Although I’m not working directly with patients anymore, I’m still tending to their needs by helping the people who are caring directly for patients. "It's not the hands-on nursing, but it's still hands-on human."Some of the work I do involves helping nurses learn when and how to confront physicians through what I call “courageous conversations.” This is role playing a situation in which a nurse is trying to find a mutual understanding with a doctor. It’s important work because the two professionals must together become the hands that care for patients.

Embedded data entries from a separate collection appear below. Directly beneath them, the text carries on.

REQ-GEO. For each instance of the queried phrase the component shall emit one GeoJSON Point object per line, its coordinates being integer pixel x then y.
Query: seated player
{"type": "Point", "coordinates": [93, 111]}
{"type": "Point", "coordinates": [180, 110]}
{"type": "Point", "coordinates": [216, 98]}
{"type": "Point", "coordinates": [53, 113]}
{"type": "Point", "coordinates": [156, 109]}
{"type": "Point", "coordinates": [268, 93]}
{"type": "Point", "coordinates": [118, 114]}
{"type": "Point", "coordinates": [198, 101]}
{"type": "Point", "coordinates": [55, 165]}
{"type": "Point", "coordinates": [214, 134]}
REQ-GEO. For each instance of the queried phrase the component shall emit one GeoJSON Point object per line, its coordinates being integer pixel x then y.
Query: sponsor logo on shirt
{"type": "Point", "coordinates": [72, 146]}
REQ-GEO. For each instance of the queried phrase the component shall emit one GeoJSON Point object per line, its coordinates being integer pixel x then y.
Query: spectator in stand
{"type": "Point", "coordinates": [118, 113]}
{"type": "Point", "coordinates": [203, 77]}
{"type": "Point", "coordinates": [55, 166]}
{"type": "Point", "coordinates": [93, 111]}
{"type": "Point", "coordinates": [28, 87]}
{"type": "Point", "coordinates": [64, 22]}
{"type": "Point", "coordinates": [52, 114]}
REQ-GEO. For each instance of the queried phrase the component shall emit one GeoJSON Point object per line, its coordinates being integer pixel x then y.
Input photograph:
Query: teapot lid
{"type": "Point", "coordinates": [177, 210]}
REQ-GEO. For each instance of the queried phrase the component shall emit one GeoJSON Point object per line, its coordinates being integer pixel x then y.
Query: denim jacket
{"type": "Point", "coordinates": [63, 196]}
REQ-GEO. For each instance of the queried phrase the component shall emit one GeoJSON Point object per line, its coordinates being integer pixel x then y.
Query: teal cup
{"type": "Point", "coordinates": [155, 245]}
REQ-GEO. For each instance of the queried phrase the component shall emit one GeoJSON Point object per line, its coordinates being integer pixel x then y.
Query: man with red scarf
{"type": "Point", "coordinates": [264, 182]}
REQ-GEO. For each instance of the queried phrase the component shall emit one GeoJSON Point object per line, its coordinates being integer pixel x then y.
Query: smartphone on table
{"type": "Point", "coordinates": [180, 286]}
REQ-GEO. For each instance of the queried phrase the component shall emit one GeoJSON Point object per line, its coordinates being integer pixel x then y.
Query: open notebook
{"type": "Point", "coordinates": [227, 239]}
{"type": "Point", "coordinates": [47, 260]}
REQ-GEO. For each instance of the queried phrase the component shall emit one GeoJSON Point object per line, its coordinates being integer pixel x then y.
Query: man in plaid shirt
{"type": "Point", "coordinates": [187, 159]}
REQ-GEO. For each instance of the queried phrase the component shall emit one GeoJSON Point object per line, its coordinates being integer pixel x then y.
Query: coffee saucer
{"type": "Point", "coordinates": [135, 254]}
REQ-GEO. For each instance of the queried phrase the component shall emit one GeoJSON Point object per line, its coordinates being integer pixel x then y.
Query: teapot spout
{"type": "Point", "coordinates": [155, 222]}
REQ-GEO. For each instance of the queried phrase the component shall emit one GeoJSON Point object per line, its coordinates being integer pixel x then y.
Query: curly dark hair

There’s always some tension somewhere, and I like being involved with humans and their day-to-day business. It’s not the hands-on nursing, but it’s still hands-on human. Nobody can do this work alone. No doctor can do that work alone, and no nurse can do their work alone.

Nurses are the agents of the system, the eyes, ears and hands of the doctor and the coordinators of the hospital’s services. We’re a team. We all have our gifts, strengths, abilities and our knowledge base. Even though you have the patient – they’re the hub – we all contribute to it.